Banner Health is a non-profit healthcare organization based in Phoenix, Arizona. It operates a total of 34 hospitals and specialized facilities across six states. Banner employs over 50,000 employees. Recently, Banner agreed to settle a data breach lawsuit for $6 million.
What Are the Details of the Data Breach Lawsuit?
In August of 2016, a class-action data breach lawsuit was filed against covered entity Banner Health in federal court in Arizona. Plaintiffs alleged that cybercriminals infiltrated Banner’s network, installed hacking software, and copied and extracted the protected health information (PHI) of approximately 2.9 million people. Plaintiffs asserted that Banner acted negligently and committed a breach of contract. Plaintiffs also alleged that Banner violated the Arizona Consumer Fraud Act by omitting and concealing material facts, which it knew about and had the duty to disclose—namely, Banner’s inadequate privacy and security protections for Plaintiffs’ PHI.
Plaintiffs alleged that the following information was copied:
- Names
- Addresses
- Social Security numbers
- Dates of birth
- Patient medical histories
- Patient pharmaceutical histories
- Sensitive information of Banner healthcare providers
- Credit card number and debit card numbers for approximately 30,000 food and beverage customers
How Did the Data Breach Occur?
The method through which Plaintiffs allege the attack was carried out is worthy of note: Banner, by failing to segregate its systems, left its PCI server connected through its enterprise network to Plaintiffs’ PHI. Because of the lack of segmentation, the backers moved laterally through the enterprise network, and accessed and copied PHI. The hackers were able to do this rapidly, as a result of Banner’s having failed to implement (among other things) network segmentation and access controls. Within a week of the hackers’ first accessing the Banner network, the hackers accessed and copied large amounts of PHI. The hackers then transmitted this data to a location outside of Banner’s network, securely deleting many of the files they had created to cover their tracks.

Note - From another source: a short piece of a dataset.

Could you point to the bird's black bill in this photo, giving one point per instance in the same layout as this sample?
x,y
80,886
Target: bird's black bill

In their lawsuit, Plaintiffs alleged Banner Health failed to implement appropriate safeguards to protect against cyberattacks, including failure to adopt multi-factor authentication; failure to implement firewalls; and failure to encrypt data. A number of Plaintiffs also claimed to have suffered identity theft and fraud as a direct result of the breach.
What are the Terms of the Settlement?
Per the terms of the settlement, which awaits final approval by the court, Plaintiffs can submit reimbursement claims for expenses stemming from the data breach. Banner will accept claims for up to $500 per person, and for up to $10,000 for “extraordinary” expenses. Banner has placed an overall cap of $6 million on the expenses claims.